Pour les populations identifiées à risque de carence vitamine D, il indique également « ne pas disposer de données scientifiques suffisantes pour recommander une supplémentation systématique » dans ces groupes à risque. On reste donc sur sa faim !

Enfants et adolescents

Les sociétés de pédiatrie ont élaboré un nouveau consensus en 2022. Ils recommandent les modalités suivantes :

Entre 0 et 2 ans

400 à 800 UI par jour de vitamine D2 ou D3. Pas d’apport différent selon que l’enfant soit en allaitement maternel ou non.

Entre 2 et 18 ans

  • En l’absence de facteur de risque

 

Entre 400 et 800 UI par jour de vitamine D2 ou D3 (recommandée +++).

 

Si observance douteuse, remplacer par une supplémentation par vitamine D3 : 50 000 UI tous les trimestres ou alors 2 doses de 80 000-100 000 UI sur la période automne-hiver.

  • En présence de facteurs de risque (obésité, peau noire, absence d’exposition solaire, régime végétalien)

 

Entre 800 et 1 600 UI par jour de vitamine D2 ou D3 (recommandé +++).

 

Si observance douteuse, remplacer par une supplémentation par vitamine D3 : 50 000 UI toutes les 6 semaines ou 80 000 à 100 000 UI tous les trimestres.

Plusieurs médicaments administrés sous forme de gouttes sont disponibles.

Pour rappel, les compléments alimentaires à base de vitamine D ne sont pas recommandés, car leur utilisation non supervisée est associée à un risque d’intoxication, avec des conséquences graves notamment chez les nourrissons (cf. alerte de l’ANSM).
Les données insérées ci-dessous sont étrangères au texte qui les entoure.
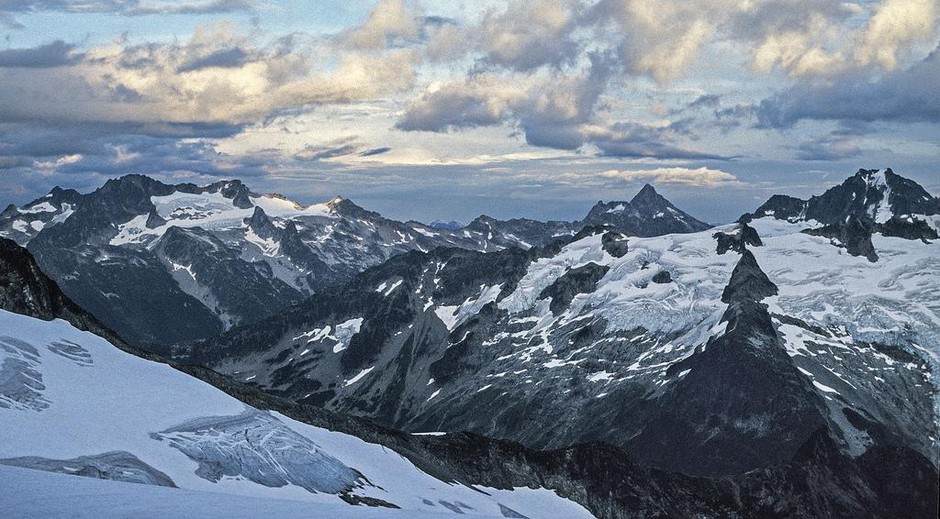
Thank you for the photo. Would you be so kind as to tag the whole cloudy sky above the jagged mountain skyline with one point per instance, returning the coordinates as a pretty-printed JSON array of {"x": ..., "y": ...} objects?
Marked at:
[{"x": 448, "y": 109}]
En effet, ils peuvent contenir des concentrations en vitamine D très élevées (jusqu’à 10 000 UI par goutte) et/ou d’autres vitamines ou du calcium à forte dose.

Encadre

Quand doser la vitamine D ?

Le statut en vitamine D ne peut être estimé que par le taux sanguin de 25(OH)D. Son dosage n’est recommandé par la HAS – et remboursé – que dans 6 situations cliniques :

  • suspicion de rachitisme ;
  • suspicion d'ostéomalacie ;
  • au cours d'un suivi ambulatoire de l'adulte transplanté rénal au-delà de trois mois après transplantation ;
  • avant et après une chirurgie bariatrique ;
  • lors de l'évaluation et de la prise en charge des personnes âgées sujettes aux chutes répétées ;
  • pour respecter les résumés des caractéristiques du produit (RCP) des médicaments préconisant la réalisation du dosage de vitamine D (corticoïdes à forte dose, anti-aromatase, analogues de la GnRH, etc.) ;

Chez ces patients, le dosage de la 25(OH)D est recommandé, au moment du diagnostic (afin de corriger de manière personnalisée un éventuel déficit) et après 3 à 6 mois de traitement pour ajuster la posologie.